Одновременно и неслучайно в церкви, начиная со всенощной Недели о блудном сыне и на всех воскресных всенощных до начала Великого поста, поется псалом 136 «На реках Вавилонских». Внешнее содержание этого псалма, его историческая канва посвящена Вавилонскому плену, трагической странице в жизни еврейского народа. Приведу его в русском синодальном переводе.

При реках Вавилона, там сидели мы и плакали, когда вспоминали о Сионе (Пс. 136, 1). Вавилон, напоминаю вам, появляется в Священном Писании начиная со строительства Вавилонской башни. Этимология этого слова многозначна. С одной стороны, «Вавилон» означает «смешение», потому что там было осуществлено смешение языков, с другой – аккадское слово «Вавилон» буквально переводится как «врата Бога», а также как «запутанный узор», «случайное, постороннее». Таким образом, мы имеем все основания считать и по этимологии, и по самому, как вы сейчас увидите, содержанию этого псалма, что Вавилон – земля чужая.

Там пленившие нас требовали от нас слов песней, и притеснители наши – веселья: «пропойте нам из песней Сионских» (Пс. 136, 3). Внешнее содержание этих слов совершенно понятно, а по внутреннему значению… Я вас постоянно призываю понимать все то, что мы читали в Писании, в том числе исторические повествования, как своего рода рассказ о том, что происходит в душе человека. А внутреннее понимание таково: песни сионские – это молитва, земля – это сердце. Каждый из нас по своему опыту знает, как в зависимости от того, находится ли сердце в самом себе (а в самом себе – это значит нахождение в Боге) или в пленении страстьми, так и молитва: течет сама собой или, и это бывает гораздо чаще, дается с великим принуждением.

Если я забуду тебя, Иерусалим, забудь меня десница моя (Пс. 136, 5). То есть в духовном отношении это все та же память отчего дома, которая должна у нас присутствовать, даже если мы находимся далеко от него.

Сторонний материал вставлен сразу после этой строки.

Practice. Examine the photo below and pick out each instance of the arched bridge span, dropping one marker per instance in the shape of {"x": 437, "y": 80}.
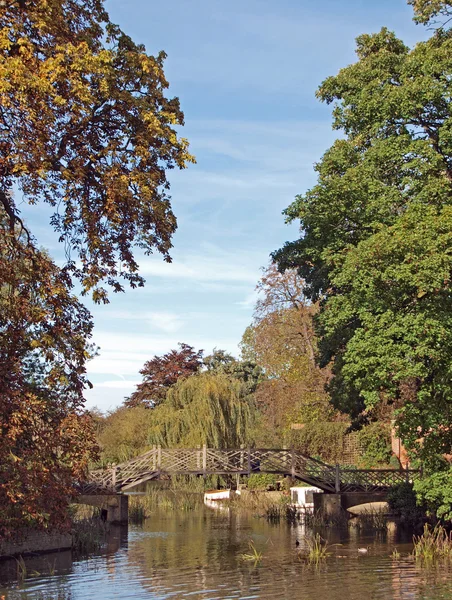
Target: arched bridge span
{"x": 163, "y": 462}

Когда я имел милость Божию в 97-м году быть в святом городе Иерусалиме, он произвел на меня неизгладимое впечатление. Действительно, этот город называют «пятым Евангелием», потому что создается впечатление, что мы присутствуем глубиной сердца при событиях, которые там происходили. В момент пребывания там слова Если забуду тебя, Иерусалим, забудь меня десница моя были для меня (и вряд ли только для меня) настолько очевидными. Более того, было настолько очевидно, что эту заповедь – помнить об Иерусалиме, даже если иметь в виду именно земной Иерусалим, – так легко исполнить, потому что это ощущение невозможно забыть! Но, увы, как и все люди, которые довольно быстро оказываются на земле чужой, я никак не могу сказать, что даже по прошествии сравнительно небольшого времени удается эту заповедь вспомнить…

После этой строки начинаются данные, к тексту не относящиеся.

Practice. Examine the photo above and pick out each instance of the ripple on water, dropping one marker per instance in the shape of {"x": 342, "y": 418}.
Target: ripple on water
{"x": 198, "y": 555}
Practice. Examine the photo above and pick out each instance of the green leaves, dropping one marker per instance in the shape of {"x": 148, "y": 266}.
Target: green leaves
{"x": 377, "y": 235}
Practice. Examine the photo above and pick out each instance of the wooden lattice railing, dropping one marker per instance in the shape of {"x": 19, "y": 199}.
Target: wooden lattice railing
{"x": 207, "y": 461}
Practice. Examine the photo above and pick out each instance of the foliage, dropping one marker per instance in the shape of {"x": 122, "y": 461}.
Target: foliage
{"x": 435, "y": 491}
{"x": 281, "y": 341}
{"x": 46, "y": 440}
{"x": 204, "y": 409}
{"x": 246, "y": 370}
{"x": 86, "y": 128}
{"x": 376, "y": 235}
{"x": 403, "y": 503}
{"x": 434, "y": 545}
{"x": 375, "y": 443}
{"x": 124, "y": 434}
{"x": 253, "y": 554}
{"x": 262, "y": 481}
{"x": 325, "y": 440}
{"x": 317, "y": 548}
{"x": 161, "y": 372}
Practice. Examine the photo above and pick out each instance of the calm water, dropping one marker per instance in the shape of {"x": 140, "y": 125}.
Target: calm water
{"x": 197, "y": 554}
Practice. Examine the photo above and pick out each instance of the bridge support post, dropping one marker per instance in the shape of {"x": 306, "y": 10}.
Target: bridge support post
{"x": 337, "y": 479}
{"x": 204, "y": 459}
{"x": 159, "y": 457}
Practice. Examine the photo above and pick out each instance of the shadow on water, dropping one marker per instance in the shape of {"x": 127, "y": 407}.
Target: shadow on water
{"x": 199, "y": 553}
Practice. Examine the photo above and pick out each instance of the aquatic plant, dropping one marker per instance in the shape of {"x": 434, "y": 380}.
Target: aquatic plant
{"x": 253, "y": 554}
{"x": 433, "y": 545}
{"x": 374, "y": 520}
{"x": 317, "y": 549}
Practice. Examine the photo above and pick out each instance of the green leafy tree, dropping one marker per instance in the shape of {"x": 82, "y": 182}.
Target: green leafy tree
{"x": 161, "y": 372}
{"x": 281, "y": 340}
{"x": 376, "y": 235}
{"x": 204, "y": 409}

Если совершается иудейская свадьба по иудейскому религиозному обряду, то в эту церемонию (так было изначально и сейчас продолжается) входит такой обряд: жених бросает об пол бокал и при этом произносит слова, не связанные с любовью к будущей супруге или еще с чем-то подобным, а произносит именно: «Если забуду тебя, Иерусалим, пусть отсохнет моя правая рука». Таким образом, святость брачных отношений и семейного дома связывается с любовью к Иерусалиму.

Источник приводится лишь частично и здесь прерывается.